Optionally, after receiving service request information sent by a user, determining whether the requested service is cluster deployment includes:

acquiring a registry of a registry, searching a service instance registry according to service information requested by a user, and judging whether the service is deployed by a cluster server according to the service instance registry;

if the cluster server does not exist to deploy the service, a corresponding node server is screened out from a service instance registry to process a request sent by a user;

if there is a cluster server for deploying the service, acquiring all node servers for deploying the service according to a service registration instance table, simultaneously sending requests for collecting server load values to the servers, acquiring resource utilization rates from information collector threads by corresponding node servers, taking normalized data as input values based on ARIMA model prediction, wherein the server resources comprise: CPU utilization and memory utilization per second for the server.

Optionally, the obtaining, by the corresponding node server, the historical resource utilization information of the corresponding node server includes:

(1) Each node server simultaneously starts respective resource information processing, acquires the values of the CPU and the memory utilization rate of the current server for a period of time, and fills the CPU or the memory utilization rate with the average value of the first 1s and the second 1s if the CPU or the memory utilization rate is empty in a certain second;

(2) If the CPU utilization rate and the memory utilization rate data are correct, the node server normalizes the respective CPU utilization rate and memory utilization rate sample sequences, inputs the normalized data into an ARIMA model based on improvement for model training, obtains an optimal ARIMA model and predicts the CPU utilization rate and the memory utilization rate of the next second.

Optionally, the node server performs calculation of a dynamic weight loading method, including:

(1) Each node server calculates the variation of the current CPU utilization rate and the variation of the memory utilization rate;

(2) Obtaining the weight ratio occupied by the CPU and the memory according to the variation of the CPU utilization rate and the variation of the memory utilization rate;

(3) And finally, calculating the load value of the node server according to the values of the current CPU utilization rate and the memory utilization rate and the calculated weights of the CPU and the memory.

Optionally, communication is realized between the node server and the client through an HTTP service method; after the node server calculates the load value, a request carrying the load value of the node server and server-related information including a server application port number, a server IP address and service name information is sent to the client.

A system for implementing the method for balancing client load of micro-service architecture according to any one of the present application, the system for balancing client load of micro-service architecture includes:

client side: the method is used for acquiring service request information sent by a user, sending and receiving the information to a cluster server and comparing load values;

the server side: the method is used for receiving the user information request, is responsible for receiving the information sent by the client, recording the utilization rate of the server resources and calculating the dynamic weight load method.

The beneficial effects of the application are as follows:

after receiving the service request sent by the user, the client side and the server side start to execute respective processes.
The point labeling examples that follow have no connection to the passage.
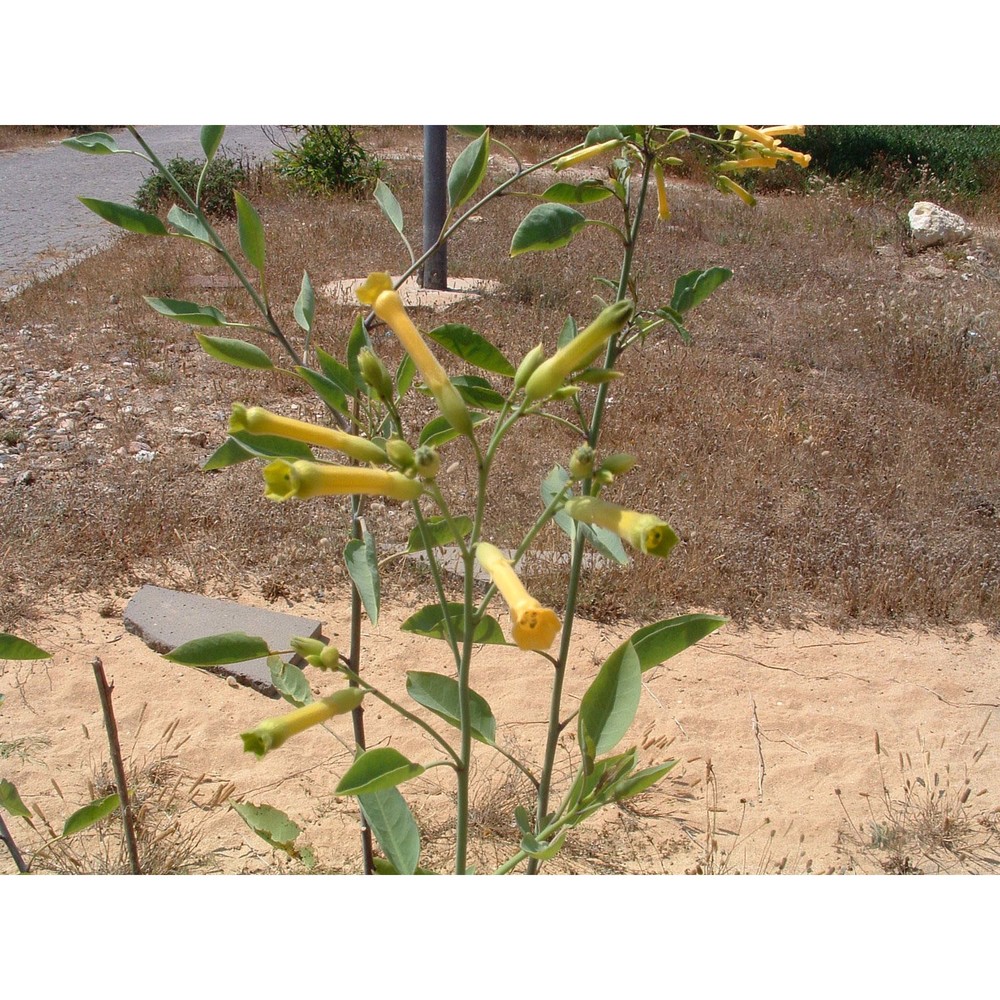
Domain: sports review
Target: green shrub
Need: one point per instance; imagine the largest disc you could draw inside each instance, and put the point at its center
(963, 159)
(328, 158)
(223, 175)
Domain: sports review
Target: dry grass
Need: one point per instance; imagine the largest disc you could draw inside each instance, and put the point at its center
(933, 823)
(827, 449)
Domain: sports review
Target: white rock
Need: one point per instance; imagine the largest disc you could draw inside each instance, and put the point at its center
(931, 225)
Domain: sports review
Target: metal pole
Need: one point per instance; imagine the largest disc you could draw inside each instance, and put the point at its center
(434, 273)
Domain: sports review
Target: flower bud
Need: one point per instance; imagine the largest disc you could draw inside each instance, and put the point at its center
(374, 372)
(581, 465)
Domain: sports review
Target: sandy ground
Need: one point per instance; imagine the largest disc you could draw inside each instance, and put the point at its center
(780, 720)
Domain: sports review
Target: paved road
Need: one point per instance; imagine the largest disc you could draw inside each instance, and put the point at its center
(43, 228)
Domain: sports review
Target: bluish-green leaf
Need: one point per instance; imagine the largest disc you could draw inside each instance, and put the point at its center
(327, 390)
(468, 171)
(190, 225)
(477, 391)
(272, 825)
(251, 232)
(90, 814)
(187, 312)
(577, 194)
(389, 205)
(546, 227)
(394, 827)
(336, 372)
(362, 565)
(211, 136)
(242, 446)
(289, 681)
(11, 801)
(610, 703)
(13, 647)
(226, 647)
(305, 304)
(356, 342)
(660, 641)
(472, 347)
(439, 532)
(99, 143)
(127, 217)
(440, 430)
(375, 770)
(430, 621)
(696, 286)
(440, 695)
(235, 352)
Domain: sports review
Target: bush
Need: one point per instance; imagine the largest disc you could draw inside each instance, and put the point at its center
(328, 158)
(223, 175)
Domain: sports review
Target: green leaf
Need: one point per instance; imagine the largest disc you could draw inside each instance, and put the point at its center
(190, 225)
(235, 352)
(394, 827)
(440, 695)
(226, 647)
(11, 801)
(90, 814)
(641, 780)
(577, 194)
(211, 136)
(362, 564)
(477, 391)
(610, 703)
(356, 342)
(251, 231)
(127, 217)
(289, 681)
(99, 143)
(271, 825)
(472, 347)
(188, 312)
(305, 304)
(468, 170)
(696, 286)
(242, 446)
(602, 133)
(546, 227)
(389, 205)
(375, 770)
(439, 532)
(13, 647)
(439, 430)
(327, 390)
(542, 850)
(404, 375)
(429, 621)
(658, 642)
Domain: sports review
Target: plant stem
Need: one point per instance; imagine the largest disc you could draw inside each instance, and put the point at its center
(111, 726)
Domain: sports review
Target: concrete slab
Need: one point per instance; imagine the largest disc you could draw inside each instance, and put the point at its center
(413, 296)
(165, 618)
The client acquires the instance registry for deploying the request service from the registry and caches the registry locally, so that the pressure of the server is reduced, and in addition, the service registry adopts real-time dynamic update, so that the validity of the acquired service registration instance can be ensured.
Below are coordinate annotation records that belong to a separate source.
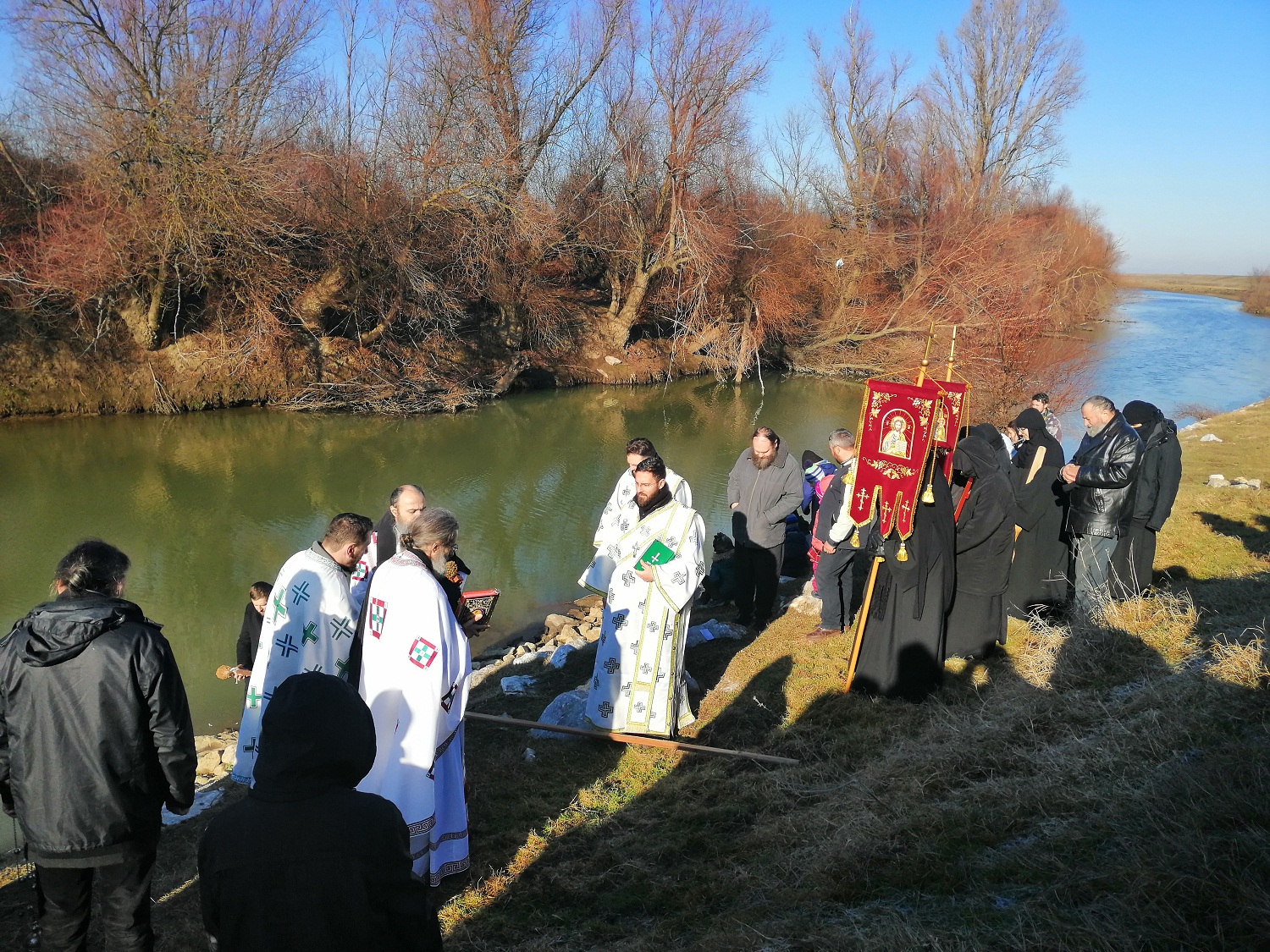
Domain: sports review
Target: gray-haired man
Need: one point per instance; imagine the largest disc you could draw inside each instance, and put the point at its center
(835, 528)
(1100, 482)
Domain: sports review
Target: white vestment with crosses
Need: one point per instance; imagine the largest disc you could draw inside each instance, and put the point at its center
(416, 668)
(621, 513)
(638, 685)
(309, 626)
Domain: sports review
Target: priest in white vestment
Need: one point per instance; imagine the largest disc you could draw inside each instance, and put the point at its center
(621, 510)
(309, 625)
(638, 685)
(416, 668)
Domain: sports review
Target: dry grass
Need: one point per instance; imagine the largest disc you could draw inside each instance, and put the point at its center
(1096, 786)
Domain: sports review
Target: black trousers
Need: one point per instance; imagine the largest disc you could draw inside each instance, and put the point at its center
(833, 581)
(759, 571)
(1132, 561)
(124, 891)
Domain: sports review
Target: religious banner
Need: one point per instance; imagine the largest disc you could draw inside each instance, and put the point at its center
(952, 406)
(897, 424)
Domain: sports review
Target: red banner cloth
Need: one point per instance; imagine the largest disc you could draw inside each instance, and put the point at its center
(897, 423)
(955, 404)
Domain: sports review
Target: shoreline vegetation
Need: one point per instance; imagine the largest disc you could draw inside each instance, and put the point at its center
(1100, 784)
(207, 211)
(1252, 289)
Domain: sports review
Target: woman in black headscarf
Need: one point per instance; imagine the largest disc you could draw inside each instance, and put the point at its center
(985, 545)
(1039, 575)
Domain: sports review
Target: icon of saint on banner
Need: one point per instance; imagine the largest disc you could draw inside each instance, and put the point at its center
(896, 441)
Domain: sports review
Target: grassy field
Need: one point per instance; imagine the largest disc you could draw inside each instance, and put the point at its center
(1236, 287)
(1095, 787)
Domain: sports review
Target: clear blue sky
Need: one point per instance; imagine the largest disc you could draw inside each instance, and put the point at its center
(1171, 142)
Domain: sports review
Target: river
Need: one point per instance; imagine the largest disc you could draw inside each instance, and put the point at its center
(207, 503)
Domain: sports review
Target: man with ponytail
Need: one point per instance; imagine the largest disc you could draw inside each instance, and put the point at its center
(96, 738)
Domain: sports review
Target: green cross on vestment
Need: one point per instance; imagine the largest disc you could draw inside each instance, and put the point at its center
(279, 603)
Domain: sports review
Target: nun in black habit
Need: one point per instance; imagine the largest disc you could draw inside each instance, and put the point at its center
(902, 650)
(985, 546)
(1038, 579)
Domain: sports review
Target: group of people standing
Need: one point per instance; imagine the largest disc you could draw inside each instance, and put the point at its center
(357, 667)
(1016, 532)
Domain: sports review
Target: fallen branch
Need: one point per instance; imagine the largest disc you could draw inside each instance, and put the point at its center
(638, 739)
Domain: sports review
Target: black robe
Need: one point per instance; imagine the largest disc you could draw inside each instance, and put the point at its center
(902, 649)
(1038, 578)
(985, 546)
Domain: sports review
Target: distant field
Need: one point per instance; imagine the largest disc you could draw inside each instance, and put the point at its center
(1232, 286)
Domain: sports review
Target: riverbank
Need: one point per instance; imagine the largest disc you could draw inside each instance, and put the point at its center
(1234, 287)
(1096, 787)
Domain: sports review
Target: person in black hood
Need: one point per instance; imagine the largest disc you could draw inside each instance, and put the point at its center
(985, 548)
(96, 738)
(1038, 578)
(902, 649)
(1158, 477)
(305, 861)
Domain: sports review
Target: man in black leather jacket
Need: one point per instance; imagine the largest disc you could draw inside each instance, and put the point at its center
(96, 738)
(1100, 482)
(1158, 479)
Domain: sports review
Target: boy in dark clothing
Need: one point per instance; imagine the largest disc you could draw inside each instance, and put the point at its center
(249, 636)
(305, 861)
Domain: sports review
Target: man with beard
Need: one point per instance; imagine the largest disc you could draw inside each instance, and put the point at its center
(638, 685)
(985, 546)
(1157, 487)
(309, 625)
(406, 504)
(621, 510)
(764, 487)
(1100, 482)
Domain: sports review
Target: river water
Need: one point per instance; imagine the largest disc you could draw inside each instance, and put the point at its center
(207, 503)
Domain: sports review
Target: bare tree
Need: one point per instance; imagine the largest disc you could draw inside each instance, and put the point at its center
(863, 108)
(673, 116)
(1002, 88)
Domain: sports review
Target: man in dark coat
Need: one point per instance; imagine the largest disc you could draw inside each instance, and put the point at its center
(305, 861)
(96, 738)
(902, 650)
(1100, 482)
(1038, 578)
(985, 548)
(765, 485)
(1153, 500)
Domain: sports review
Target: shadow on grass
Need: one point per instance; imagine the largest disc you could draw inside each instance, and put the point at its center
(1255, 538)
(1089, 812)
The application obtains the resource value of each service node, and uses the weight calculation based on the improved ARIMA model to predict the utilization rate value of the next second and the server load value to be distributed on each node server for processing, thereby avoiding the centralized calculation on one node server in the past and relieving the pressure of the node server. Furthermore, the load value of the current node of the corresponding server is calculated by using a dynamic service weight method according to the node resource information and the ARIMA algorithm model predicted value, so that the load information of the nodes in the cluster can be dynamically monitored in real time. Further, after the load value is calculated, each node sends the load value information of the node and the server information of the node to a client (consumer), and the client selects an optimal server according to the sent load value to execute the processing of the user information request, so that the utilization rate of cluster resources is improved.

Drawings

In order to more clearly illustrate the technical solutions of the embodiments of the present application, the drawings that are required to be used in the embodiments will be briefly described below, it being understood that the following drawings only illustrate some examples of the present application and therefore should not be considered as limiting the scope, and other related drawings may be obtained according to these drawings without the inventive effort of a person skilled in the art.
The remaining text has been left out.